Conceptual artist Phillip Toledano uses AI to 'reimagine' D-day, provoking conversation about the line between fact and fiction.
The emergence of AI image generators has happened quickly and continues to evolve at a rapid rate. It is now possible to create fictional images or even videos that appear real just from a single text prompt. Along with the advancements in this technology, it is getting harder to distinguish what is real and what is not.
Phillip Toledano aims to challenge this by presenting his new project We Are at War, a new photography book, with images created by AI, and an exhibition that reimagines the historical events of June 6, 1944 – D-Day.
Toledano states, "We are at a cultural turning point – our relationship with the image, and the idea of image as truth – has fundamentally changed. What better way to illustrate this than by convincingly reinventing one of the most significant moments of our own near history?".
Renowned Magnum photographer Robert Capa shot four rolls of film that day, and unfortunately, after an alleged mishap at the developing lab, only 11 images survived. Toledano's work reimagines a scenario where Robert Capa's lost/damaged rolls of film shot on D-day survived, and what it might depict. The result is an eerily real narrative of the horrors that were experienced on that day.

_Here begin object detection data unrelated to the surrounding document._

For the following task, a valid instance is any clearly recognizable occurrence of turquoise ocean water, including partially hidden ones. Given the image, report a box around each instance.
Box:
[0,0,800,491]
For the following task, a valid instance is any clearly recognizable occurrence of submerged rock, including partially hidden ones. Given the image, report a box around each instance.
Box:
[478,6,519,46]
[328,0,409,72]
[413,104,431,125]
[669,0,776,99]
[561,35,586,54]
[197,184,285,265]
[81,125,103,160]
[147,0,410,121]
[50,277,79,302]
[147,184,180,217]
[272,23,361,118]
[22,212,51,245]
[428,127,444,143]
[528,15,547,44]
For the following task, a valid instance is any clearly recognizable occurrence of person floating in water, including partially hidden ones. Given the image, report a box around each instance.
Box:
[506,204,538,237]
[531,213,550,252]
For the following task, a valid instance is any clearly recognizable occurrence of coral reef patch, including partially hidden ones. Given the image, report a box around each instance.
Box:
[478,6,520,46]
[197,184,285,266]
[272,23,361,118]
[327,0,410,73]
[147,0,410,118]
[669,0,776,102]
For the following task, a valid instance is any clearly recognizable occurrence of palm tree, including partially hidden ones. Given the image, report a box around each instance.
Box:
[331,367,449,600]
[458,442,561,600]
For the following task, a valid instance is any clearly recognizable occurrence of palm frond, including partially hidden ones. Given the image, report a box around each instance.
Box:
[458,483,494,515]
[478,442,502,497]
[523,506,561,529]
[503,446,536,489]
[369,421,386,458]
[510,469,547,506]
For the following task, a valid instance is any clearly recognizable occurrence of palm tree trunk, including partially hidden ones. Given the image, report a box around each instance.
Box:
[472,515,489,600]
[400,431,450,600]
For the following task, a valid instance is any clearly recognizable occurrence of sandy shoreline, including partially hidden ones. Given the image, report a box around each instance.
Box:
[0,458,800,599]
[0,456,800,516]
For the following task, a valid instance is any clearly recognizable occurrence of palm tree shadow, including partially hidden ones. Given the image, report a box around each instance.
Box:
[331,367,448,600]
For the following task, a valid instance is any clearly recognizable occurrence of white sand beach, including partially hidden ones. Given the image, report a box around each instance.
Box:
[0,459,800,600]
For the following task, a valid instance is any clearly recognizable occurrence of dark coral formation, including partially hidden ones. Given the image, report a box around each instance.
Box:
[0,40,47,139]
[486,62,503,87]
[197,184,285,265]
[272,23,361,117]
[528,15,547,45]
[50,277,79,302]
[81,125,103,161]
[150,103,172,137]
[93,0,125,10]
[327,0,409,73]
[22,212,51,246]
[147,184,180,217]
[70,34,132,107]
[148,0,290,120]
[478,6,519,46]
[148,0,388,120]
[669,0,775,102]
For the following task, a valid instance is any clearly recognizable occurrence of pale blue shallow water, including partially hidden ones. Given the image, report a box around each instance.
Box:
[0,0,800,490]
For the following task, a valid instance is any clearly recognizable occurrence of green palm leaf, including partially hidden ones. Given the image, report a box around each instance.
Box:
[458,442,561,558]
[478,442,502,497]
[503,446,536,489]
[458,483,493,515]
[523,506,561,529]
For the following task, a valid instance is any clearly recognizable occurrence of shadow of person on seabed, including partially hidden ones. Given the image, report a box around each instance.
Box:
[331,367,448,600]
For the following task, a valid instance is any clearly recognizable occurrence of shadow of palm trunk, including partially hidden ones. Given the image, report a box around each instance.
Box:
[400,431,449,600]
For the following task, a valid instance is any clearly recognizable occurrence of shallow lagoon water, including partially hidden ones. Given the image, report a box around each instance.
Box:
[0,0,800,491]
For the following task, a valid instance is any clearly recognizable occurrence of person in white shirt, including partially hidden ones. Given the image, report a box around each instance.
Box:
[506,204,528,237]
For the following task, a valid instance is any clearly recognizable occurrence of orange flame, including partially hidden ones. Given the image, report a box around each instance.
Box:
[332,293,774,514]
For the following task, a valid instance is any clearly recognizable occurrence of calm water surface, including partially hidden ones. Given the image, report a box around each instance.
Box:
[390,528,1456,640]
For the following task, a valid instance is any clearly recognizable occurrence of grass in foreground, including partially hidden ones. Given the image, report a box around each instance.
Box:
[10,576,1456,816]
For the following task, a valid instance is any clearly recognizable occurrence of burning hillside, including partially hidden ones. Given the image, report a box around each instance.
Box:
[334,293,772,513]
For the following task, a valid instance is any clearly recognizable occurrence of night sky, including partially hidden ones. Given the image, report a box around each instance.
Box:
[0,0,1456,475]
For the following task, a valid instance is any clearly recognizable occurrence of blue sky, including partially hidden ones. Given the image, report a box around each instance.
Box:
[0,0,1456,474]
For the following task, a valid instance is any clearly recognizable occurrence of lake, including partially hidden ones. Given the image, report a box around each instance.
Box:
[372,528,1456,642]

The contact sheet of images depicts a narrative arc that starts in the pub, leading into the midst of battle, and then the terror of the event and casualties of war. Missed / out-of-focus shots were included in the AI contact sheet to add a heightened sense of realism to the images, blurring that line between AI's typical perfection and authentic camera capture even further.
"We Are at War is part of my continued exploration of historical surrealism - working with AI, I imagine one of Capa’s lost roll of 36 images - and in doing so, demonstrate how utterly convincing invented history can be. If we can rewrite the past so persuasively, imagine what we can do with the present", says Toledano.
We Are at War is presented in a printed publication resembling a newspaper from 1944 complete with AI-generated articles and advertisements, presented in a period-correct box. The work also went on display at Planches Contact at the Deauville Photography Festival.
Reimagining history in this way is no doubt a conflicting topic, but I wonder why we are more accepting of movies reinventing history for entertainment purposes but when it comes to photography there seems to be something 'not right' about it. It's most likely to do with the fact and fiction line that is now becoming blurred.
Movies have always been understood and expected to be fiction even when based on true events, however, photography has always been considered truth – that what is captured was really there. AI is becoming so realistic that it can often pass as photographs where in lies the larger issue, and I believe the meaning behind Toledano's work.